Risk-Adjusted Performance

Good

 
Weak
 
Strong
Compared to the overall equity markets, risk-adjusted returns on investments in Koh Young Technology are ranked lower than 14 (%) of all global equities and portfolios over the last 90 days. Despite somewhat weak basic indicators, Koh Young sustained solid returns over the last few months and may actually be approaching a breakup point.
Hwangkum Steel Technology 

Risk-Adjusted Performance

Modest

 
Weak
 
Strong
Compared to the overall equity markets, risk-adjusted returns on investments in Hwangkum Steel Technology are ranked lower than 5 (%) of all global equities and portfolios over the last 90 days. Despite somewhat strong basic indicators, Hwangkum Steel is not utilizing all of its potentials. The current stock price disturbance, may contribute to short-term losses for the investors.

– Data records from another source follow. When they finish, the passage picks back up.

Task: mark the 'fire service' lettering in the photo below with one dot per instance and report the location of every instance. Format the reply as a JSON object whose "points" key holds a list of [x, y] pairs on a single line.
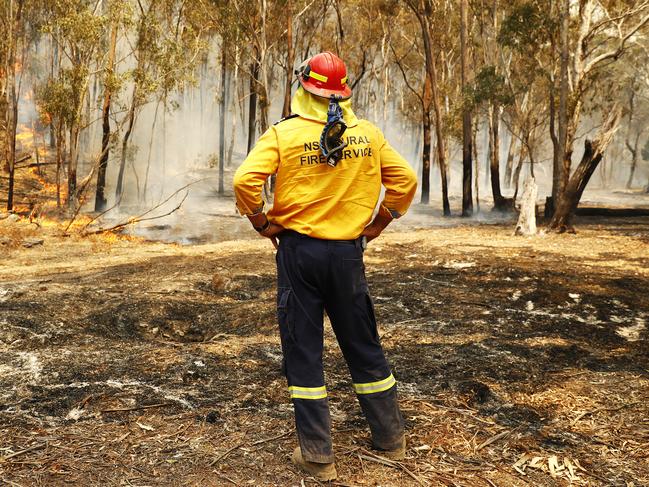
{"points": [[310, 158]]}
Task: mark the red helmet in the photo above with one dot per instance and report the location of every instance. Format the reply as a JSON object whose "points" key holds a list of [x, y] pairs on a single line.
{"points": [[324, 75]]}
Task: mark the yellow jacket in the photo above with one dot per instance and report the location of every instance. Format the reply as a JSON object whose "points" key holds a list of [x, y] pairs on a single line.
{"points": [[331, 203]]}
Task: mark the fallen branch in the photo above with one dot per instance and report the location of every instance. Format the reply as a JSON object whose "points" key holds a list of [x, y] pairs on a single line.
{"points": [[390, 463], [586, 413], [26, 450], [259, 442], [225, 454], [241, 445], [139, 219], [135, 408], [493, 439]]}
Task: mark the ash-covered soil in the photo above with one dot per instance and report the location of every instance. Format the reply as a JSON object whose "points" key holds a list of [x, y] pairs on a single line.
{"points": [[520, 361]]}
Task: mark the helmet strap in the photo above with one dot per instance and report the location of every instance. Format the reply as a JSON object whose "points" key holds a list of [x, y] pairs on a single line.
{"points": [[331, 142]]}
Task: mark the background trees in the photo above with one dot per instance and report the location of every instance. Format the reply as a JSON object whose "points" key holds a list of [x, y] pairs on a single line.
{"points": [[133, 95]]}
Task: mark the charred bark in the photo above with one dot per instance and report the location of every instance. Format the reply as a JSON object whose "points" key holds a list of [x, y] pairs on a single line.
{"points": [[222, 105], [100, 199], [500, 203], [593, 152], [119, 188]]}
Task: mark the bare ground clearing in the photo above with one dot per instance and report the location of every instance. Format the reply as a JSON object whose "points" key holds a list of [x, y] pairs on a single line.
{"points": [[520, 361]]}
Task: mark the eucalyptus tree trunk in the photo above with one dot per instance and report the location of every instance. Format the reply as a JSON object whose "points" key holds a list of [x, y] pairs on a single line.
{"points": [[15, 17], [100, 199], [593, 153], [119, 188], [467, 196], [509, 165], [290, 59], [222, 105], [252, 102]]}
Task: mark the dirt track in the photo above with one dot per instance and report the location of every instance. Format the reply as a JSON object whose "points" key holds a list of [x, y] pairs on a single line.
{"points": [[502, 347]]}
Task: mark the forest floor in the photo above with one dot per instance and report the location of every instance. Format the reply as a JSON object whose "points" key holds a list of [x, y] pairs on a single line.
{"points": [[520, 361]]}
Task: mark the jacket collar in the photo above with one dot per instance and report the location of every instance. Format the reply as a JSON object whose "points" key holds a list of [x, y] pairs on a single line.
{"points": [[315, 108]]}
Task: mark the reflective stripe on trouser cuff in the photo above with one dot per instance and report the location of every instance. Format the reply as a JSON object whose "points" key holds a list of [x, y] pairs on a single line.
{"points": [[307, 392], [378, 386]]}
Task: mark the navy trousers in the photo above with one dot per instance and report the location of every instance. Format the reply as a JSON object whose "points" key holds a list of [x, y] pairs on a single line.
{"points": [[315, 276]]}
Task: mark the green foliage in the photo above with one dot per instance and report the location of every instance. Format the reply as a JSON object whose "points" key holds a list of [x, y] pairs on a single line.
{"points": [[488, 86], [528, 27]]}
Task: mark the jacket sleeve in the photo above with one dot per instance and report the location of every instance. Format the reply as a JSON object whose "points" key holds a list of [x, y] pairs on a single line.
{"points": [[249, 179], [399, 179]]}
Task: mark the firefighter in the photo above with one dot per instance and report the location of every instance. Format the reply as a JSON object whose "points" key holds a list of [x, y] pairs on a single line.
{"points": [[329, 168]]}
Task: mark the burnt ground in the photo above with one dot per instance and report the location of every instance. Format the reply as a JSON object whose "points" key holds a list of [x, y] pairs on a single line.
{"points": [[520, 361]]}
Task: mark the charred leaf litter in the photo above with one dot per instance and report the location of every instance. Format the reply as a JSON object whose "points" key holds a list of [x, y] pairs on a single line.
{"points": [[547, 351]]}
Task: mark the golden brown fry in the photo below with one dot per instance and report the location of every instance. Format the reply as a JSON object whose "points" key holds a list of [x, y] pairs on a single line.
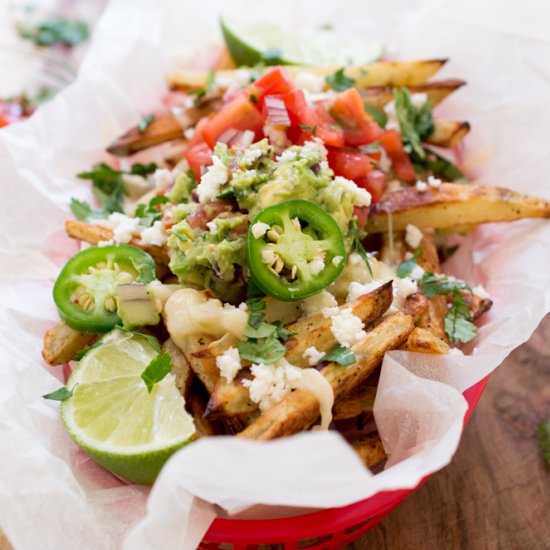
{"points": [[300, 409], [453, 204], [62, 342], [359, 401], [382, 73], [370, 450], [180, 367], [448, 133], [422, 340], [93, 233], [315, 330], [378, 97]]}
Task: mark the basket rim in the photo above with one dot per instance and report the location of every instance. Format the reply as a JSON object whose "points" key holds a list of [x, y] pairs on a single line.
{"points": [[330, 519]]}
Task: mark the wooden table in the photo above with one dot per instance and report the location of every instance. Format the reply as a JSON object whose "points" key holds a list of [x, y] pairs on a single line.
{"points": [[496, 492]]}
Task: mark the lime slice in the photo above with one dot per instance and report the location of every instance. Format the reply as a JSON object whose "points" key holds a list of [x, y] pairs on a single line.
{"points": [[113, 417], [268, 43]]}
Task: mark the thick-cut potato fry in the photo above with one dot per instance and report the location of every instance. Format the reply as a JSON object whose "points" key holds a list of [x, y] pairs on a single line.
{"points": [[93, 233], [448, 133], [382, 73], [377, 98], [453, 204], [300, 409], [422, 340], [357, 402], [370, 450], [315, 330], [62, 342], [166, 126], [180, 367]]}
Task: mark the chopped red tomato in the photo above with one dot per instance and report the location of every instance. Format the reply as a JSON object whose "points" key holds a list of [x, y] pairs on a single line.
{"points": [[349, 163], [349, 111], [375, 183], [401, 163], [239, 114]]}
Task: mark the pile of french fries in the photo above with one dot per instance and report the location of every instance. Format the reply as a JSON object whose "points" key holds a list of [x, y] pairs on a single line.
{"points": [[219, 407]]}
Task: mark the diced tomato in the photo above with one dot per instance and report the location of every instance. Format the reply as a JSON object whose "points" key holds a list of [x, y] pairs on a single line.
{"points": [[349, 163], [375, 183], [349, 111], [401, 163], [239, 114], [198, 156]]}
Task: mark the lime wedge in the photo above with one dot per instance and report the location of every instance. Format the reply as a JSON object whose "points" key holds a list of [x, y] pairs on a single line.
{"points": [[113, 417], [268, 43]]}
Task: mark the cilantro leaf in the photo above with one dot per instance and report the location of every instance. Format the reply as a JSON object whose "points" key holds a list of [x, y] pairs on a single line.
{"points": [[59, 395], [433, 284], [458, 321], [145, 122], [341, 355], [405, 268], [544, 439], [156, 370], [263, 350], [339, 81], [81, 353], [415, 123]]}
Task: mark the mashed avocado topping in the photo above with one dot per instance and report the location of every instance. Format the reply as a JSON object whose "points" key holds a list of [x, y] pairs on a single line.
{"points": [[207, 242]]}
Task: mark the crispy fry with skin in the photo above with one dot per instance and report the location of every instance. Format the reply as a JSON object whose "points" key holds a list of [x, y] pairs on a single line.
{"points": [[448, 133], [315, 330], [382, 73], [62, 342], [421, 340], [370, 450], [93, 233], [377, 98], [453, 204], [300, 409]]}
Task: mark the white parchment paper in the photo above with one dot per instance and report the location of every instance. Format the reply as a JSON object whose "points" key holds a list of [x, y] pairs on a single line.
{"points": [[53, 496]]}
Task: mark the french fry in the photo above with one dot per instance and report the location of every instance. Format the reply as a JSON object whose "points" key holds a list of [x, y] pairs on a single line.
{"points": [[359, 401], [422, 340], [453, 204], [315, 330], [370, 450], [93, 233], [448, 133], [62, 342], [377, 98], [300, 409], [382, 73]]}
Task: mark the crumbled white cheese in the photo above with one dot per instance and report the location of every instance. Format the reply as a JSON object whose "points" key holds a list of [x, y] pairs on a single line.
{"points": [[421, 186], [124, 228], [313, 355], [310, 82], [153, 235], [272, 383], [361, 197], [347, 327], [419, 99], [413, 236], [434, 182], [316, 266], [212, 180], [314, 304], [259, 229], [229, 363], [480, 292]]}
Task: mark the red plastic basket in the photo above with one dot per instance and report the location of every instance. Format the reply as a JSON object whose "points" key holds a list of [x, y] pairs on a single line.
{"points": [[330, 528]]}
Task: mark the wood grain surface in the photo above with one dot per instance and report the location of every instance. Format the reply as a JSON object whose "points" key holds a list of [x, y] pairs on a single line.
{"points": [[496, 492]]}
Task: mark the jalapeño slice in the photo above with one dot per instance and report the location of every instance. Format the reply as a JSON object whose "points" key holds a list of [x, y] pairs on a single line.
{"points": [[295, 249], [84, 291]]}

Koh Young and Hwangkum Steel Volatility Contrast

   Predicted Return Density   
       Returns  

Pair Trading with Koh Young and Hwangkum Steel

The main advantage of trading using opposite Koh Young and Hwangkum Steel positions is that it hedges away some unsystematic risk. Because of two separate transactions, even if Koh Young position performs unexpectedly, Hwangkum Steel can make up some of the losses. Pair trading also minimizes risk from directional movements in the market. For example, if an entire industry or sector drops because of unexpected headlines, the short position in Hwangkum Steel will offset losses from the drop in Hwangkum Steel's long position.
The idea behind Koh Young Technology and Hwangkum Steel Technology pairs trading is to make the combined position market-neutral, meaning the overall market's direction will not affect its win or loss (or potential downside or upside). This can be achieved by designing a pairs trade with two highly correlated stocks or equities that operate in a similar space or sector, making it possible to obtain profits through simple and relatively low-risk investment.
Check out your portfolio center.
Note that this page's information should be used as a complementary analysis to find the right mix of equity instruments to add to your existing portfolios or create a brand new portfolio. You can also try the Portfolio Diagnostics module to use generated alerts and portfolio events aggregator to diagnose current holdings.